Kamu Lagi

165 5 3
                                    

Ku selusuri kota ini dengan perasaan yang tak karuan. Ingin sekali aku menangis tapi untuk apa? Untuk apa aku menangis karena hal sepele.

Aku pun ingin marah tapi harus ku luapkan kemana amarah ini?

Aku sangat kecewa tapi entah kecewa karena apa. Kalau dipikir-pikir tak ada yang salah dalam masalah hidupku ini. Tapi kenapa aku merasakan ini?. Merasakan sakit yang tak tau apa penyebabnya dan tak tau dimana letak sakitnya. Ingin sekali aku hilangkan rasa sakit ini. Tapi harus dengan cara apa?

Lagi dan lagi tempat ini yang aku tujui saat aku merasakan sakit. Tempat yang sangat tinggi dan dingin serta gelap. Tapi aku berani bersumpah, saat mentari datang tempat ini berubah menjadi indah. Dataran hijau dan angin sejuk serta gemericik air danau dapat menenangkan hati. Setidaknya tempat ini berhasil membuatku sedikit tenang.

Ku buka pintu mobil ini lalu perlahan berjalan menghampiri batang kayu yang tumbang. Duduk ku ditempat itu. Menatap kosong danau dihadapanku. Terlintas kejadian tadi di rumah. Aku sadar tak sepantasnya aku berkata dan bentindak seperti tadi.

Tapi alam bawah sadarku lah yang membuatku seperti itu. Dimanakah zidane yang dulu? Zidane yang santun dan ramah. Ah sudahlah percuma saja disesali toh aku pasti tidak bisa kembali seperti dulu.

Cukup lama ku duduk di sini. Telingaku mendengar suara seseorang. Kupertajam lagi pendengaran ini. Memastikan aku tak salah dengar.

"Tolong"
Ternyata pendengaran ku masih normal. Memang ada suara yang meminta tolong. Hatiku berkata untuk membantu orang itu. Tapi otakku berkata sebaliknya. Harus ku ikuti yang mana? Hati atau otak?. Sepertinya aku lebih setuju dengan otak. Orang itu bukan siapa-siapa ku lalu buat apa aku menolongnya.

"Tolooong"
Rintihan minta tolong itu semakin kencang. Kalau tebakan ku tak salah, itu adalah suara perempuan. Sebagai lelaki aku tak bisa diam mendengar perempuan yang tersakiti.

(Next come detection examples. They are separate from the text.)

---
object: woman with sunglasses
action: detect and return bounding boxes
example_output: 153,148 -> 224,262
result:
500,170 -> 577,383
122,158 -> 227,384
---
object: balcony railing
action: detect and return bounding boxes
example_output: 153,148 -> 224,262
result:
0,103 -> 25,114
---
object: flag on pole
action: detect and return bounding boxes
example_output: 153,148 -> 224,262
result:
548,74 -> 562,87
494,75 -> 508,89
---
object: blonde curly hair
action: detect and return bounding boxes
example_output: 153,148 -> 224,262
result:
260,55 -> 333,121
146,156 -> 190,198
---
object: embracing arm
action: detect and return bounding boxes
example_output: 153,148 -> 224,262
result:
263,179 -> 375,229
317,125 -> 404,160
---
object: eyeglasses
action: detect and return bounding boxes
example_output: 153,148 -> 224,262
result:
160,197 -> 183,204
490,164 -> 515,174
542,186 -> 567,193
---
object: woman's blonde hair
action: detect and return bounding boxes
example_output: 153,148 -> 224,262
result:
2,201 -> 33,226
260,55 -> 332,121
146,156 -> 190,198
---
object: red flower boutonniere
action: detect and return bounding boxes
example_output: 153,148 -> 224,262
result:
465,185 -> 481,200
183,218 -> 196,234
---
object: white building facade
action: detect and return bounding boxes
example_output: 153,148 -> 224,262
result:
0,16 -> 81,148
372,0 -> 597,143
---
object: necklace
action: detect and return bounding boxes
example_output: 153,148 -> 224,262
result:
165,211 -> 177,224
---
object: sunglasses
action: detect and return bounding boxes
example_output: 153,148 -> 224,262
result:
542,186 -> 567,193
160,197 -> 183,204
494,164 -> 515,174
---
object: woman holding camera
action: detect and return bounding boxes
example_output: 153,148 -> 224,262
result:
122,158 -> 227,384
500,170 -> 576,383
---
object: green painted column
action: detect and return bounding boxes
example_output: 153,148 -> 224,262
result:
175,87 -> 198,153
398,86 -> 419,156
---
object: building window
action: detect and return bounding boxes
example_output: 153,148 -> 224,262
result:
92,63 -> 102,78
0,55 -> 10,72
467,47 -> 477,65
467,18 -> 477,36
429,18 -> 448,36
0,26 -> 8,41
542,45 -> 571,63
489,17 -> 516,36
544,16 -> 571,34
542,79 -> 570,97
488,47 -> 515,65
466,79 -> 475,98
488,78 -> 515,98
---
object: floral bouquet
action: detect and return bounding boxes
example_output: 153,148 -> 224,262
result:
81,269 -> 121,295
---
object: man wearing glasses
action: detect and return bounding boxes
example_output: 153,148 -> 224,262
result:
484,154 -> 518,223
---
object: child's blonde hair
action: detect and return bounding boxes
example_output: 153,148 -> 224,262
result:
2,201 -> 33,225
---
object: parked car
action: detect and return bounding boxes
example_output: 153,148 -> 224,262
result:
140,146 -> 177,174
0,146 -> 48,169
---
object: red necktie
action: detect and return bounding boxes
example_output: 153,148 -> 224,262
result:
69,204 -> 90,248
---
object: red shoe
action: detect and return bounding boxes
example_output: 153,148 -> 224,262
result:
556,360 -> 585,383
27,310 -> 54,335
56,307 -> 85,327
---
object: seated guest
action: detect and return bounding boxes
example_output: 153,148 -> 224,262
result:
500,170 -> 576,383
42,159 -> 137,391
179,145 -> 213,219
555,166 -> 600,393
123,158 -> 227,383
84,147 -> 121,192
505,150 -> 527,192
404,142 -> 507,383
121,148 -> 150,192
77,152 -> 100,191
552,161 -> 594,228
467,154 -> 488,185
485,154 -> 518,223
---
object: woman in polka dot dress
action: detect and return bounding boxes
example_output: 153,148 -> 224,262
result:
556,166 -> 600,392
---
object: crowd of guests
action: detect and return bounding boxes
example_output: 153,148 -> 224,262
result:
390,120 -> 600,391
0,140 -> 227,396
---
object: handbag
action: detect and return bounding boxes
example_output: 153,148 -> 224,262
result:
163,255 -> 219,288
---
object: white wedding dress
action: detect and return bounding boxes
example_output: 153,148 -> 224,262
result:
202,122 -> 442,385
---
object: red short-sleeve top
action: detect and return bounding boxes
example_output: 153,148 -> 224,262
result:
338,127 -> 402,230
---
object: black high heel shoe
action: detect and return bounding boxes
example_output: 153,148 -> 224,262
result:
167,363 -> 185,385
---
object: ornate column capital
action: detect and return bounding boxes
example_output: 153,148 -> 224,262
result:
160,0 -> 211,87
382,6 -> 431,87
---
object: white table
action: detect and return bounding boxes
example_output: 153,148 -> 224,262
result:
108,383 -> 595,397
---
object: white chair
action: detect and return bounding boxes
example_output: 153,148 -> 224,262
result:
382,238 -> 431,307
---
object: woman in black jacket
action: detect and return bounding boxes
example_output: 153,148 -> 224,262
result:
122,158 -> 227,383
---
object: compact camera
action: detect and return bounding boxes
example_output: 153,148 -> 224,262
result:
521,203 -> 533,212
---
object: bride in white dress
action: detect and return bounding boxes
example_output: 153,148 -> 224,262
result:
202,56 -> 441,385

Lari ku menghampiri sumber suara itu. Dan tebakanku benar itu memang seorang perempuan. Dia berjongkok sambil melindungi tubuhnya. Sedangkan 3 lelaki hidung belang asik membelai-belai tubuh perempuan itu.

Ku perdekat jarakku dengan mereka.
"Woi!". Wajah 3 lelaki itu bersamaan melihat ke arahku. Dengan cepat ku hantam wajah salah satu dari mereka dan perkelahianpun dimulai. Kami saling menyerang. Tiga lawan satu bukan masalah bagiku. Dengan mudah aku mengalahkan mereka.

"pergi kalian!" perintahku kepada 3 lelaki lemah itu.
Ku pandangi perempuan tadi. Posisinya masih sama, berjongkok dan melindungi badannya. Dia bergetar artinya di benar-benar ketakutan. Malang sekali nasibnya.

"Lo udah aman" kataku kepada perempuan itu. Perlahan dia mengangkat kepalanya.

"Terima kasih" balasnya.

Kaget. Iyah seperti itulah yang aku rasakan. Dan mungkin perempuan itupun merasakan apa yang aku rasakan saat melihatku. Karena dia adalah perempuan yang telah menabrak mobilku.

"Perempuan macam apa lo itu? Udah hampir tengah malem dan lo masih keluyuran. Ya pantes aja lo di godain sama cowo-cowo lemah tadi" kataku sambil berjalan kepadanya.

Perempuan itu hanya diam saja. Tatapannya kosong. Mungkin dia masih trauma dengan kejadian tadi. Ku jongkokkan badan ini berusaha menyamakan dengannya. "Rumah lo dimana?" tanyaku. Perempuan itu tetap diam saja.

"Woii lo orang kan? Punya mulut kan? Ngomong dong" tapi lagi-lagi tak ada kata yang keluar dari mulut dia.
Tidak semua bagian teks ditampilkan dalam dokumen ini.